A Singaporean software engineer who goes by Airing is writing for devs who can already see the AI curve from inside their own work: docs, code, review comments, all moving faster than the human capacity to verify them. The design translation is pretty direct. AI changes who can produce, but judgment stays human, and the more production accelerates, the more expensive weak judgment gets.
Over the past year, every piece of my work that I could hand off, I handed off to AI, piece by piece. The design doc — it wrote. The code — it wrote. The first drafts of documents and review comments — it wrote. What I can now run in parallel in one evening would have taken a full quarter two years ago. By rights I should be idle, but the truth is the opposite — I am busier than I have ever been. The content of “busy” has simply changed: I almost never produce anything with my own hands now. I spend the whole day reviewing what it produces.
This is the embryo of the end-state workflow. In it, there are only two things left for humans to do: review the design, and verify the result.
Notice what these two have in common: neither of them is production. They are gatekeeping.
That changes the clock as much as the craft: more time spent checking outputs, less time making the first pass by hand.
That gatekeeping word applies to designers too. When AI can generate the interface, the screen, the copy, and the prototype, the remaining work is deciding whether any of it should exist in that form. Airing says the temptation is simple: “lower your own standards.”

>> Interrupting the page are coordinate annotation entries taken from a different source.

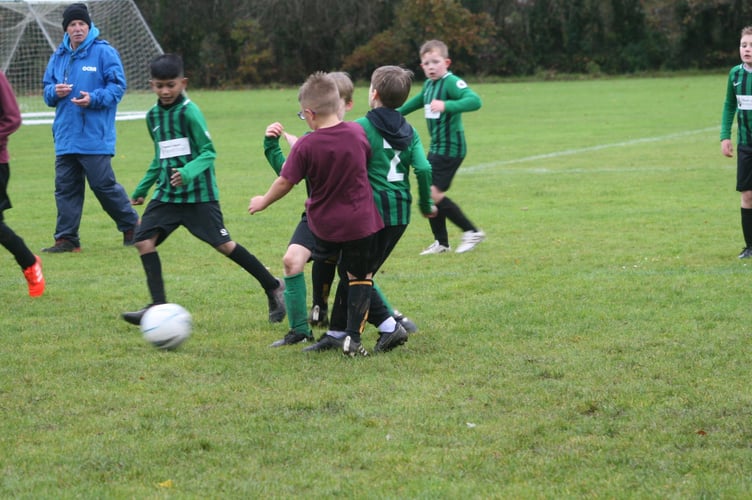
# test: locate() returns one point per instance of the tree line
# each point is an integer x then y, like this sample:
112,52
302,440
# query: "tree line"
231,43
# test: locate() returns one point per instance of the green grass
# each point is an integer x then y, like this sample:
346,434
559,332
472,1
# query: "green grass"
594,346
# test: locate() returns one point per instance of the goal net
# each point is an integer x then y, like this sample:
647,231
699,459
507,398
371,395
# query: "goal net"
30,30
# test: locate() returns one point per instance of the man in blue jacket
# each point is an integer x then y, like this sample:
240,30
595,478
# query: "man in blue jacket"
84,82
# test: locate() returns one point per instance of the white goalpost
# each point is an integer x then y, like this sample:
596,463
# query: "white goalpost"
30,30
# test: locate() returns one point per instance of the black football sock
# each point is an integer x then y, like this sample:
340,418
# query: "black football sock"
153,268
16,246
338,311
250,263
747,226
378,312
438,228
453,212
358,302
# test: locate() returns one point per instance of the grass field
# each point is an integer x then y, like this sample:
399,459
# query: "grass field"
596,345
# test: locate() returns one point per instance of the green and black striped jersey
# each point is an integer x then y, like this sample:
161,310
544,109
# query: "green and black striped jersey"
181,141
738,101
446,129
388,173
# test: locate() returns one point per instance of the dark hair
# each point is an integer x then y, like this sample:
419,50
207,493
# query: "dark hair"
166,67
393,85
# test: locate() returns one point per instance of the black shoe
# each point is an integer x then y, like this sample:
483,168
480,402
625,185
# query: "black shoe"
276,298
62,246
353,348
318,317
129,237
293,337
388,341
134,317
325,343
407,324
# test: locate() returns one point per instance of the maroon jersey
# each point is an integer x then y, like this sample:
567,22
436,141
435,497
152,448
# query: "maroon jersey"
334,160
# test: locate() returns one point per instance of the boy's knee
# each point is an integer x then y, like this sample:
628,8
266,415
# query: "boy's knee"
295,260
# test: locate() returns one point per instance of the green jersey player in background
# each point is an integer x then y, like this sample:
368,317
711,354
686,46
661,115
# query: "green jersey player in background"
186,192
739,102
444,98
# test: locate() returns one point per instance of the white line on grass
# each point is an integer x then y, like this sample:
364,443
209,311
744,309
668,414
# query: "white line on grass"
570,152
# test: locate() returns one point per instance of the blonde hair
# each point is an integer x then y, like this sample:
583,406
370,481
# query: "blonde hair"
436,45
319,93
345,86
393,85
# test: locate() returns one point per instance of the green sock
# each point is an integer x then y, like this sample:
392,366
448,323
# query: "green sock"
295,302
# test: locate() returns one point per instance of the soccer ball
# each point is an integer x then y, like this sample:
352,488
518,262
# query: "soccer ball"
166,326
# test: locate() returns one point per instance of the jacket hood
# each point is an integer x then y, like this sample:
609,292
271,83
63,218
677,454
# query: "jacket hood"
392,126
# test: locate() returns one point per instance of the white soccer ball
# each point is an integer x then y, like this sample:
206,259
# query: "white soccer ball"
166,326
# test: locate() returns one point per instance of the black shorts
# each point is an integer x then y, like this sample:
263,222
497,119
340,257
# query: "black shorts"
202,220
444,168
4,198
358,257
387,240
743,168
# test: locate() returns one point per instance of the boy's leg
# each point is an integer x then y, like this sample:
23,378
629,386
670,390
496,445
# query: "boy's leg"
358,302
295,302
746,232
154,282
471,235
322,277
273,287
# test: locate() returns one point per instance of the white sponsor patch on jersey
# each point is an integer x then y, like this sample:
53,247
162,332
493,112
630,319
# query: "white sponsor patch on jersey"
174,148
744,102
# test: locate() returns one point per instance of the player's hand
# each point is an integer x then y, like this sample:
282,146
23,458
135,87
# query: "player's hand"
291,139
176,179
63,89
727,148
83,99
434,212
274,130
256,205
438,106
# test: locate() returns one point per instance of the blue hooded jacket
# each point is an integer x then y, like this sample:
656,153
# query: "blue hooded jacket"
94,67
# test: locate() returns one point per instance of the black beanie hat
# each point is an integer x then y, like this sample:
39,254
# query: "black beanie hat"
76,11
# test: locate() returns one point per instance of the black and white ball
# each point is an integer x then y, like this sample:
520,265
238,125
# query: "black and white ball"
166,326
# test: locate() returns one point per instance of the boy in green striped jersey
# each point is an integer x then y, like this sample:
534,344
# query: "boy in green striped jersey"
739,101
444,98
186,192
395,147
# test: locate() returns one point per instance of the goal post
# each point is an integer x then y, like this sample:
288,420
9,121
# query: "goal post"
30,30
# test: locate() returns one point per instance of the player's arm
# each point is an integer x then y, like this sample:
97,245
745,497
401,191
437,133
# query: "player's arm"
412,104
10,114
202,147
147,181
727,119
272,150
423,174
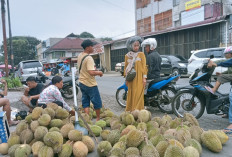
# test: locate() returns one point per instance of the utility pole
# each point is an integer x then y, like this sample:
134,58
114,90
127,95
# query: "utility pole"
4,36
10,38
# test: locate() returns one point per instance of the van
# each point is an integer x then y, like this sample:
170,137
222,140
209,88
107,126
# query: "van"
27,68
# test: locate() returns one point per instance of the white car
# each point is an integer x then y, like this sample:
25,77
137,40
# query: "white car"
28,68
197,57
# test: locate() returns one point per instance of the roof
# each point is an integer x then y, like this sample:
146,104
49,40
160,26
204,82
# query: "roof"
68,43
198,24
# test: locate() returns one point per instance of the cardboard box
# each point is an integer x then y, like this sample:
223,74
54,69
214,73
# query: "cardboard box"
4,128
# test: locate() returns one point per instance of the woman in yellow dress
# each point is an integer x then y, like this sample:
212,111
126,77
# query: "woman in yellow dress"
135,95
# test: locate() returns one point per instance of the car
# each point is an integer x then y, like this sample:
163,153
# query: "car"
173,63
28,68
122,68
118,67
197,57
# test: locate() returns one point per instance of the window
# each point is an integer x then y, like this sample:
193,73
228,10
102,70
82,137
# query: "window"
142,3
201,54
27,65
176,2
74,54
163,20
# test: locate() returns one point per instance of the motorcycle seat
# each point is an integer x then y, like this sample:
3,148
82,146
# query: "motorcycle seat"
159,79
68,79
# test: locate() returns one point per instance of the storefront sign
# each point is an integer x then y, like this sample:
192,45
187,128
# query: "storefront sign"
192,4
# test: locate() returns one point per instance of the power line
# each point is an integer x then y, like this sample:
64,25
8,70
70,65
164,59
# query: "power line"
117,6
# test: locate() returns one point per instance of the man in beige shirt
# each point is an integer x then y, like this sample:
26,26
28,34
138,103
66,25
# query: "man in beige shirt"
88,84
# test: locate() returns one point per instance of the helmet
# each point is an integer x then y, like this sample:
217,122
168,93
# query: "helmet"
150,41
228,50
131,40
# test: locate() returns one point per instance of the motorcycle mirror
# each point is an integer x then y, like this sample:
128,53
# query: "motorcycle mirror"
211,56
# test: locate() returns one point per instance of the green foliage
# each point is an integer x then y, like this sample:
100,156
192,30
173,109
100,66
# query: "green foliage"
24,48
12,82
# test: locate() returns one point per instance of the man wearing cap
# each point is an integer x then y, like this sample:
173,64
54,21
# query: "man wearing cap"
88,84
65,68
31,94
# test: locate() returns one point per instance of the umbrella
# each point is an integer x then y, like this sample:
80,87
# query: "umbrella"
2,66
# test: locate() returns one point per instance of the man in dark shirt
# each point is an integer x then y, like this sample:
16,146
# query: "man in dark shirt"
31,94
153,58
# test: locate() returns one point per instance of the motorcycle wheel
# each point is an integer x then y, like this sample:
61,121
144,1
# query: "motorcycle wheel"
68,92
165,104
121,96
181,104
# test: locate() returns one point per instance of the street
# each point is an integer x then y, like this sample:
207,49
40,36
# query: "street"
108,85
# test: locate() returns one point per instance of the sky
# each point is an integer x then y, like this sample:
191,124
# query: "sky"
58,18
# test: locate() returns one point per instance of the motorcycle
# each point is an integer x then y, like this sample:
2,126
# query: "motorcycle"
67,91
194,98
41,77
159,94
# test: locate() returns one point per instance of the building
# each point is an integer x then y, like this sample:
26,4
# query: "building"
184,25
43,46
179,27
55,50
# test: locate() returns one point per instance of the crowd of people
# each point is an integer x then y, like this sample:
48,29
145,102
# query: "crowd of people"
146,67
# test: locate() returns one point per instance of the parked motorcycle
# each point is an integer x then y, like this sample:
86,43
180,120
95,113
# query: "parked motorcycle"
67,91
159,94
194,98
41,77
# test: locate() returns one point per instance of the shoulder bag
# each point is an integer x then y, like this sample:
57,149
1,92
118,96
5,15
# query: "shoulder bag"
132,73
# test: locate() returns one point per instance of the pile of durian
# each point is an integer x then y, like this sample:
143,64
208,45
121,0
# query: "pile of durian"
46,133
50,132
137,134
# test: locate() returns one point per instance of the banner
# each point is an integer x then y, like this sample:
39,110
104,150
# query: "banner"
192,4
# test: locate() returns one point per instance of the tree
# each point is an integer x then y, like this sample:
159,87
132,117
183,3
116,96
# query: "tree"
86,35
24,48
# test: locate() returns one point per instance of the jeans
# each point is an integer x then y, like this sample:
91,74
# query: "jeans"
230,109
90,94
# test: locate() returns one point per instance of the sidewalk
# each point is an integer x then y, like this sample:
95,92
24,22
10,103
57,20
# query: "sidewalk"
14,98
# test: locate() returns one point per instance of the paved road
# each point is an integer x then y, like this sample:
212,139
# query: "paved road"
108,85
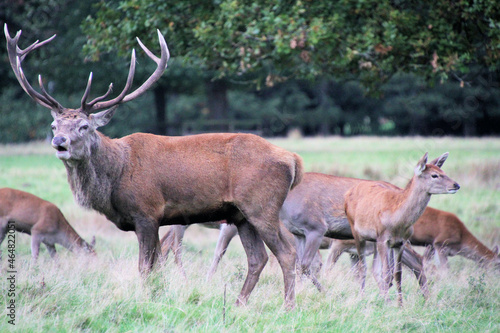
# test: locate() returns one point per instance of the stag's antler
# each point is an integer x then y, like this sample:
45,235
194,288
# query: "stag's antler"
16,56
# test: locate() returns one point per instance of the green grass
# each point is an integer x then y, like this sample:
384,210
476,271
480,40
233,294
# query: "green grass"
105,293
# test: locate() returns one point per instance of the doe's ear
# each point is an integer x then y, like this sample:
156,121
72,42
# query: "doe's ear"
439,161
421,165
102,118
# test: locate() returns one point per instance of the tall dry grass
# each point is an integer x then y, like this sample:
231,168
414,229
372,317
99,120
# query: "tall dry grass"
106,294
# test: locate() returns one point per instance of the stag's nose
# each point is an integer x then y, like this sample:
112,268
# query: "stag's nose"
59,142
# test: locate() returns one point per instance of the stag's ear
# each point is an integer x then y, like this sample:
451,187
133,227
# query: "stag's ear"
102,118
440,160
421,165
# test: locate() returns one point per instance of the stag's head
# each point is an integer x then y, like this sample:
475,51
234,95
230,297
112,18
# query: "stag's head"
432,178
75,129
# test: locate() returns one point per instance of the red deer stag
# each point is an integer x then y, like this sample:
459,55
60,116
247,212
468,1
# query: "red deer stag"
172,240
142,181
378,211
313,210
40,219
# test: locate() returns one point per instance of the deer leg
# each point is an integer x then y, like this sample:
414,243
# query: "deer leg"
398,273
149,245
334,255
178,236
227,233
281,245
52,250
312,243
3,233
361,264
256,257
166,242
429,254
442,257
411,259
385,269
36,239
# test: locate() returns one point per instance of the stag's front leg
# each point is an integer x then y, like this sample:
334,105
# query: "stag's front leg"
398,272
385,268
313,240
256,257
227,233
149,245
414,261
3,233
361,264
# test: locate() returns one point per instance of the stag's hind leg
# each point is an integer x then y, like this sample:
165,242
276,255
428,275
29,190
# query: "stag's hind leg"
173,241
398,273
3,233
256,257
52,250
149,245
280,244
310,253
227,233
415,263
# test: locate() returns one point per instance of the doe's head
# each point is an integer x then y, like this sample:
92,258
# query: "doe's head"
432,178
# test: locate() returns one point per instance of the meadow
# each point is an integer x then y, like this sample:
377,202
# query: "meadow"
106,294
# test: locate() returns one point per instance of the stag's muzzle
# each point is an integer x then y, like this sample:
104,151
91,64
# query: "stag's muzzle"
61,144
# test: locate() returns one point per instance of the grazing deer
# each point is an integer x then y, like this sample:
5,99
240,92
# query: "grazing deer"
378,211
142,181
40,219
315,208
444,233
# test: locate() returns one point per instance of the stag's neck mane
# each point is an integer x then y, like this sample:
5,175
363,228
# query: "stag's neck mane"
411,203
92,179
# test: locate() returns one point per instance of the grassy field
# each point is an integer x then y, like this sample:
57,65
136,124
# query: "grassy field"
105,293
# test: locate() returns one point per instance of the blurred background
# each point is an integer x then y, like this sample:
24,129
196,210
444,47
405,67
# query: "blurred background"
274,68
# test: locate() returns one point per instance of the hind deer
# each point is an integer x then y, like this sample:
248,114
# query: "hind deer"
446,234
380,212
437,230
142,181
40,219
313,211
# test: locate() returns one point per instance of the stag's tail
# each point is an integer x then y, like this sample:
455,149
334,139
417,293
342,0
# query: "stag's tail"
299,170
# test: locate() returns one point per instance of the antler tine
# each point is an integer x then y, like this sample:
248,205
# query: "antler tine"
161,66
118,99
98,99
87,92
16,56
44,92
86,107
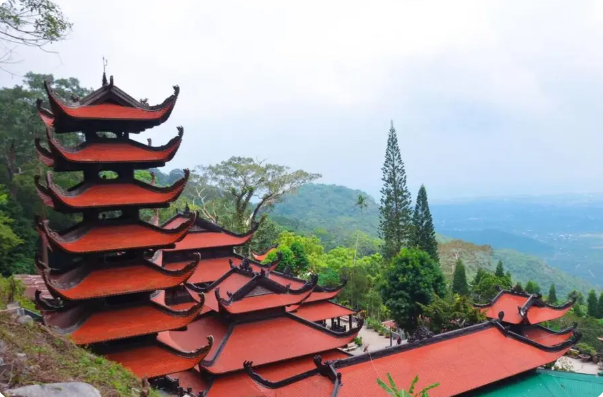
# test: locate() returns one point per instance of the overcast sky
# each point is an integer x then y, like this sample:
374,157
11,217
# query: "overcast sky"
488,97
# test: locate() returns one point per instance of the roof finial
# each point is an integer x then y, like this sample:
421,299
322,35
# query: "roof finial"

Read one fewer line of code. Skip one step of reasoning. Don’t ask one of the “whys.” When the little voice in your head says “eh, probably fine,” nod and let it pass. Project this forward and you can already predict the next few years: nearly every collapse in engineering quality will not be because one specific person was lazy — it will be structural. When production is infinitely fast, the verification standard becomes the only compressible variable in the system, and every incentive in sight pushes you to compress it: the boss’s expectations, your peers’ speed, the performance-review whip — they’re all telling you to let go.
But think clearly about what letting go means. The reason you have not yet been optimized away from the verification step is precisely that your standard is higher than the machine’s. A gatekeeper who keeps lowering the standard is personally building the case for their own replaceability. My stance on this has never moved: slower is fine. The standard, not one inch.
Airing refuses to make this only a productivity story. The professional risk is cognitive atrophy: forwarding the problem to the model, forwarding the answer back, and losing the stretch where judgment is formed. For designers, the warning runs through the same place: don’t outsource the taste-building, the principled refusal, or the logic of why a thing should be this way and not that way.
A real question, most of the time, does not have a deterministic answer. Cognition does not fall from the sky. It is ground out by humans through derivation, argument, and exchange — bit by bit, through a process that cannot be skipped, because that process is the human. If cognition is handed to you directly by AI — whether or not it is comprehensive, whether or not it is critical — the mere absence of that middle stretch of thinking is enough to let subjecthood retreat, inch by inch, until what is left is the silhouette of someone waiting in front of a Jenny to be retired.
AI cannot replace humans in perceiving and experiencing the world — and this isn’t a pep talk; it has a structural basis. I wrote, in an earlier essay on AI and psychological healing: human cognition is not just information processing — it is an experience interwoven from sensation and emotion. We perceive the real world through our bodies; we assign meaning through feeling. AI is unmatched at processing information and generating text, but what it lacks is precisely this dimension of experience — it can process data, but cannot experience the real world that the data represents. In one line: AI’s understanding is instrumental, not existential. It can help us understand certain facets of the human condition, but it cannot replace the insight we obtain through lived experience and inner reflection. A painting can imitate nature, but it can never become nature itself.
The reed’s entire dignity is in its thinking. Please do not hand it over.